With all of the regulatory changes and new administrative burdens in healthcare, some physicians say they are reluctant to encourage their own children to follow that career path.

In an exclusive survey by Medical Economics, 43% of physicians say they would recommend their child or a friend’s child pursue a career in medicine, while 33% say they would try to dissuade their child from pursuing that career path. That’s down from 46% recommending a medical career to their child in 2011.

Other surveys have reached similar conclusions. A 2012 survey from The Physicians Foundation found that only 42% of physicians would recommend medicine as a career to their children or other young people.

In that same survey, however, nearly 67% of respondents said if they could do it all over again, they would still choose a career as a physician.
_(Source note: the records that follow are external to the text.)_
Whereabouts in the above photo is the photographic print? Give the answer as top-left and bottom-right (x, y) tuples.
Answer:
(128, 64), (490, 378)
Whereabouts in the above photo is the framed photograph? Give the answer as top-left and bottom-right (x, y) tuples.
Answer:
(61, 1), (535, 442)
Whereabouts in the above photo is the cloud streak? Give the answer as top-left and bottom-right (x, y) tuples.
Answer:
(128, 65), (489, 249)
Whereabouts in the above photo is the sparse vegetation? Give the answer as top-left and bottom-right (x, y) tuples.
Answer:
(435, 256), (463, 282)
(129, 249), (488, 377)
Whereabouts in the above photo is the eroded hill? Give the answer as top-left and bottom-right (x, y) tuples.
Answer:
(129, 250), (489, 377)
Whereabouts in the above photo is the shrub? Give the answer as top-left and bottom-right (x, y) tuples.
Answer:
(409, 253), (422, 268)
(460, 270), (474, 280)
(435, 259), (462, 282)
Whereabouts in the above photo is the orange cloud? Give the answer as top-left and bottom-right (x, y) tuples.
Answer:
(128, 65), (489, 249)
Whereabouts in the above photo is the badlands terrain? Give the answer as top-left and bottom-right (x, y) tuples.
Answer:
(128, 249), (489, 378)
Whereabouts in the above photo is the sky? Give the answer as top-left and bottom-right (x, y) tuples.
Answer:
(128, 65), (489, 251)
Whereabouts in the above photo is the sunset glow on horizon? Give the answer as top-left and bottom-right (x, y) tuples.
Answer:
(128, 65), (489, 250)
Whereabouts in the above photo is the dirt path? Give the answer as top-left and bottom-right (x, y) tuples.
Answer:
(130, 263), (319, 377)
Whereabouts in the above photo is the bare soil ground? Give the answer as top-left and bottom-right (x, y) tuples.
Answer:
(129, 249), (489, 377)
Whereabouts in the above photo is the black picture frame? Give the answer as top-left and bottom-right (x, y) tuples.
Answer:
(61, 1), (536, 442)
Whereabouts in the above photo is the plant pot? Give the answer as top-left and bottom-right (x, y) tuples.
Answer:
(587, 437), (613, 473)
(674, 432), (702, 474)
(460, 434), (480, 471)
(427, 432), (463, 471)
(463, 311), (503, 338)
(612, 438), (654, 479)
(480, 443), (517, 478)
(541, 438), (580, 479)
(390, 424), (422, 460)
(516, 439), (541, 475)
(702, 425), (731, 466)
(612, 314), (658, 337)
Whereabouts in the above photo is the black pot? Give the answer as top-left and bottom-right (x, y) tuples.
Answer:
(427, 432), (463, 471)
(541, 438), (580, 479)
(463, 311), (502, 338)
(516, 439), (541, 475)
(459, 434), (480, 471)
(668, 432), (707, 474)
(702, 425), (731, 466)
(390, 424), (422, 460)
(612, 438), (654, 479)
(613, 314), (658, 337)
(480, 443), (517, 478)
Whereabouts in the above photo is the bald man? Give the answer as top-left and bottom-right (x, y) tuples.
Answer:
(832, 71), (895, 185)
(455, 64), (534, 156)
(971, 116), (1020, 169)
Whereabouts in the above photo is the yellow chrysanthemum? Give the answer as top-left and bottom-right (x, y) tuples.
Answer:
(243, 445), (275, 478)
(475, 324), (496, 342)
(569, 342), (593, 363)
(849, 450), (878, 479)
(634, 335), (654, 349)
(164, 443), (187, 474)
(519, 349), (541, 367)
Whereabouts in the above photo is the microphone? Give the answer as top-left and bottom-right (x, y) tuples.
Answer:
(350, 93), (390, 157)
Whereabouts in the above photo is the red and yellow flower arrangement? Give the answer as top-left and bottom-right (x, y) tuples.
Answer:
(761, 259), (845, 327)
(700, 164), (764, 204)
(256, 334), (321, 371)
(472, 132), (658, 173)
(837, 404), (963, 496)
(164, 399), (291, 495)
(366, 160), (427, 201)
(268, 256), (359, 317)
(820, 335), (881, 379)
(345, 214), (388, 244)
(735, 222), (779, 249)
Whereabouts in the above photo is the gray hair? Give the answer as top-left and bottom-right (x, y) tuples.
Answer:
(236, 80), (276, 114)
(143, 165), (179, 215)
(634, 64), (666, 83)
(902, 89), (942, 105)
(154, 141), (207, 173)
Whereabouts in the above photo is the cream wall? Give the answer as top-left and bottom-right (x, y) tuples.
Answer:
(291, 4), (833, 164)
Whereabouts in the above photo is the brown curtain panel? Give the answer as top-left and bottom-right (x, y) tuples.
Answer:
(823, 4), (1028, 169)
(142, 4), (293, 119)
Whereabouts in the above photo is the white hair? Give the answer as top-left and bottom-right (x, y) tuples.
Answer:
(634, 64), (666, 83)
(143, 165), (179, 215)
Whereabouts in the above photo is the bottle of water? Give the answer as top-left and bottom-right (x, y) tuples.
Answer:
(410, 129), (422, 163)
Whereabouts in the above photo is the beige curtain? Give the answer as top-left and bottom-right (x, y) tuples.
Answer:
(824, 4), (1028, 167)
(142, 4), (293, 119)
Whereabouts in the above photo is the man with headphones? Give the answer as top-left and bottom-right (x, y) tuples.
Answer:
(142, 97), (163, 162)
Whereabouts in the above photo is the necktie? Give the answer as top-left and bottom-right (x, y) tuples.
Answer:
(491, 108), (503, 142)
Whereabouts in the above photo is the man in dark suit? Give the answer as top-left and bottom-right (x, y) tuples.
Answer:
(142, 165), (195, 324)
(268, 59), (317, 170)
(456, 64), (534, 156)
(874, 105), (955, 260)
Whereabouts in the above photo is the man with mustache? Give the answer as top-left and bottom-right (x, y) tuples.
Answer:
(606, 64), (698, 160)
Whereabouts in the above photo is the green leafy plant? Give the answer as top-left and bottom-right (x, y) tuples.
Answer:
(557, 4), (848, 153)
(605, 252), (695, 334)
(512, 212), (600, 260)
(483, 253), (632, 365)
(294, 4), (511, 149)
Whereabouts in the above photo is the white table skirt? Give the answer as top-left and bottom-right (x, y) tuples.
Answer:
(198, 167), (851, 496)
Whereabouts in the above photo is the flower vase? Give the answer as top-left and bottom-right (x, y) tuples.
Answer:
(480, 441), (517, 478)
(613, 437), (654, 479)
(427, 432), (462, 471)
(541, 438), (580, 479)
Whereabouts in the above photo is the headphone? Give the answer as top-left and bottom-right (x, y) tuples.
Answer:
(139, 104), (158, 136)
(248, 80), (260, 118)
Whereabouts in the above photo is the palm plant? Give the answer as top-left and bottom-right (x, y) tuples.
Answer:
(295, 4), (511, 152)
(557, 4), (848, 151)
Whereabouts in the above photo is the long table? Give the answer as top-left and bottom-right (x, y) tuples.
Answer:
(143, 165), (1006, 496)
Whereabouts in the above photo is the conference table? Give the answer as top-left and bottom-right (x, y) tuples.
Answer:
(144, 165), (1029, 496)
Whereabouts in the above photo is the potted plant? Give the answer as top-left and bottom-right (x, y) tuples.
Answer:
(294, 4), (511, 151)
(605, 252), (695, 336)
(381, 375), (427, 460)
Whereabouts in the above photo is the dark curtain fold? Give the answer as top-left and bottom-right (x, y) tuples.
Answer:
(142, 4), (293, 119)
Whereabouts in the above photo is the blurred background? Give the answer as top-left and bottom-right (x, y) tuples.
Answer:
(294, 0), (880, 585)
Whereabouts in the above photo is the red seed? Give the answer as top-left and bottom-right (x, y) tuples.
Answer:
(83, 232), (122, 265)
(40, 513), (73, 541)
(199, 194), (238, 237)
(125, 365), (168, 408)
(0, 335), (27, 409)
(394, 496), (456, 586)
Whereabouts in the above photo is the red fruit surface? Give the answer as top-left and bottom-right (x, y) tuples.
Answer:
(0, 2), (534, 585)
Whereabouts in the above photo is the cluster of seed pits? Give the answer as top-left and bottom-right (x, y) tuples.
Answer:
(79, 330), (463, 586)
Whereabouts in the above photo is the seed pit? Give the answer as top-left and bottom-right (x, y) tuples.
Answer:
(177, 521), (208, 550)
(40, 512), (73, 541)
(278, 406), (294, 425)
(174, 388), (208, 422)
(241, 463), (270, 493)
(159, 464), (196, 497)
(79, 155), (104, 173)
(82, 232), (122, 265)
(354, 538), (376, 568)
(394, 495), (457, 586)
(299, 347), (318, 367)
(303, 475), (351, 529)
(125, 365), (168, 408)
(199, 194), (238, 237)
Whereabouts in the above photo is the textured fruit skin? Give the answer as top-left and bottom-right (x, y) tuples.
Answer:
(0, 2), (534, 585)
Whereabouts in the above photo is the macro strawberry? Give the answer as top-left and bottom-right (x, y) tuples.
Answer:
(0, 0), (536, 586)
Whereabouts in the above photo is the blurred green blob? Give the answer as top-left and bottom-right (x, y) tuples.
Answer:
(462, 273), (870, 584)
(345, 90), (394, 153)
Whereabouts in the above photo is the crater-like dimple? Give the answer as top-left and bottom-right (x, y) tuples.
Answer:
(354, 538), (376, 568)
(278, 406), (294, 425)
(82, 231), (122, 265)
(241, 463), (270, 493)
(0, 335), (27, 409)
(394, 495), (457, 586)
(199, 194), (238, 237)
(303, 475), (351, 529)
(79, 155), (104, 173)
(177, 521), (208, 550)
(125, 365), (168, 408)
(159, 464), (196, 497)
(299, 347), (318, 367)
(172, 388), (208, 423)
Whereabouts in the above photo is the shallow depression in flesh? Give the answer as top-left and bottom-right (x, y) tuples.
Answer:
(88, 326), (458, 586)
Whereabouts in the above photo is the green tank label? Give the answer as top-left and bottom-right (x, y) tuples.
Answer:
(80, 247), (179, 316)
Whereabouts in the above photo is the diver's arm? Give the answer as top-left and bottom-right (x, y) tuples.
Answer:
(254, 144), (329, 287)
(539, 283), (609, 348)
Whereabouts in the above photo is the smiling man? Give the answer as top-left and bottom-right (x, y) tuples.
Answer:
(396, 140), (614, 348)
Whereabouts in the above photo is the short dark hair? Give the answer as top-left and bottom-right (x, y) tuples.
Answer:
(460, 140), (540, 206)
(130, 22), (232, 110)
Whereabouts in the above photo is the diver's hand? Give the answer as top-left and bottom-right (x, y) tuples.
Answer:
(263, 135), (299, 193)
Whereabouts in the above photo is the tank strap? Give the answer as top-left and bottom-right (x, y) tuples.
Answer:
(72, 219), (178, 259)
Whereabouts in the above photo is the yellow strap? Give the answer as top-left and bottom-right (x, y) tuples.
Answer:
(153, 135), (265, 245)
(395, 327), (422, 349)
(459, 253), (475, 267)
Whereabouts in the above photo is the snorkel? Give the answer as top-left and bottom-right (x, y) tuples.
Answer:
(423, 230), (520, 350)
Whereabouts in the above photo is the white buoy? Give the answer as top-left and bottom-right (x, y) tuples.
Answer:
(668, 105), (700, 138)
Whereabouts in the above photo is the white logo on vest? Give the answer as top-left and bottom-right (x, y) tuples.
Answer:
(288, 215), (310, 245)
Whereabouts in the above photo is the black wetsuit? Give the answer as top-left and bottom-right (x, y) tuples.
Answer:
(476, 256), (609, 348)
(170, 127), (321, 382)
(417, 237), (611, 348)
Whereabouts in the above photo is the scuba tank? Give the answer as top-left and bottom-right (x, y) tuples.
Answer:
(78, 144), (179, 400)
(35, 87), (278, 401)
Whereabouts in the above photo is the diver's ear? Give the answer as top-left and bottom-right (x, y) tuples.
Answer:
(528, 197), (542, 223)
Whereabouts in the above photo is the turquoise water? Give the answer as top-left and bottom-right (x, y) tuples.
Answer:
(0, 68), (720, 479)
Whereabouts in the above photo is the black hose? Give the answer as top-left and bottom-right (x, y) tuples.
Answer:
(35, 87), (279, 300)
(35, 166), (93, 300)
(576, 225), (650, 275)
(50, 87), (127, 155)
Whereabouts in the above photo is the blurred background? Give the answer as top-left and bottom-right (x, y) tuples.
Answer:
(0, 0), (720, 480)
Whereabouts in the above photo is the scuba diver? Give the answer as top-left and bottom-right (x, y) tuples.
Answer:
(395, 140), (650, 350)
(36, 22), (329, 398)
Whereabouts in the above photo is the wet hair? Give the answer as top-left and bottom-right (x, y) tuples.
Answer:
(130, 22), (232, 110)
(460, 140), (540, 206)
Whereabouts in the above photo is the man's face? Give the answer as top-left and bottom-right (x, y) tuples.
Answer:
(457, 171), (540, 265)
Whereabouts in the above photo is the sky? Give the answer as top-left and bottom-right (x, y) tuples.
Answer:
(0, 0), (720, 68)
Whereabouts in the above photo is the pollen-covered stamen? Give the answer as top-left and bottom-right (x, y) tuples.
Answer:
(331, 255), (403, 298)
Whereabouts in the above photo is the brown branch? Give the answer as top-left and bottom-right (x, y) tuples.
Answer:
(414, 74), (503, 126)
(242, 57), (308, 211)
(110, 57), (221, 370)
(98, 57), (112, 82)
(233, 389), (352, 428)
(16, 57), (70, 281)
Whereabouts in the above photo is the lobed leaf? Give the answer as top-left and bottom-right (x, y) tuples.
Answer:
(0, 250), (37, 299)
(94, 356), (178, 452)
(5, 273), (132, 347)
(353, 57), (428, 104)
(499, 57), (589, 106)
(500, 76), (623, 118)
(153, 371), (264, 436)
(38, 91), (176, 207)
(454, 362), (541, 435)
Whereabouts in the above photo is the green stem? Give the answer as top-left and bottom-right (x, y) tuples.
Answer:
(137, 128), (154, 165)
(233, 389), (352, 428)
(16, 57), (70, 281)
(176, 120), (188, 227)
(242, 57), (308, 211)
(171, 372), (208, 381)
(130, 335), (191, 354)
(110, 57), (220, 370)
“Sometimes when you go to a doctor’s lounge, there can be a lot of negativity. Most of it pertains to all of the rules and regulations, meaningful use and those sort of things,” Robert Wergin says. “But if you ask the doctor, ‘Do you enjoy the time you spend with your patients?’ I don’t think you get much variance in that response. They’re still very satisfied with that experience of taking care of someone.”

Smith Jr. says that at first he did have mixed feelings about his daughter’s decision to pursue family medicine.

“There’s a great deal of satisfaction about doing family medicine in a small town. But there’s a difference to it now, especially lifestyle wise, and I just wanted to make sure that she was ready for that,” he says. “Medicine has changed a lot since 1966, and it’s changed a lot since 1986. There are so many other demands on our time other than patient care.”

After seeing many of his colleagues suffer burnout, Smith Jr. says it will be important for the next generation of physicians to pace themselves.

“I think Ashley’s generation has a better idea in what they want in terms of lifestyle and how they want to approach piecing together their career with the rest of their life and their family,” Smith Jr. says. “I’m confident that this generation understands their priorities and will get it right for them. There are some generational differences in how we approach the practice of medicine, but good patient care hasn’t gone out of style.”

As medicine continues to evolve, Brett says he’s optimistic that one aspect will always stay the same.

“There’s one thing that I hope never changes about medicine–that will be the same 100 years ago and 100 years from now: The physician-patient relationship,” Brett says. “Those meaningful interactions you have in the room with your patient.”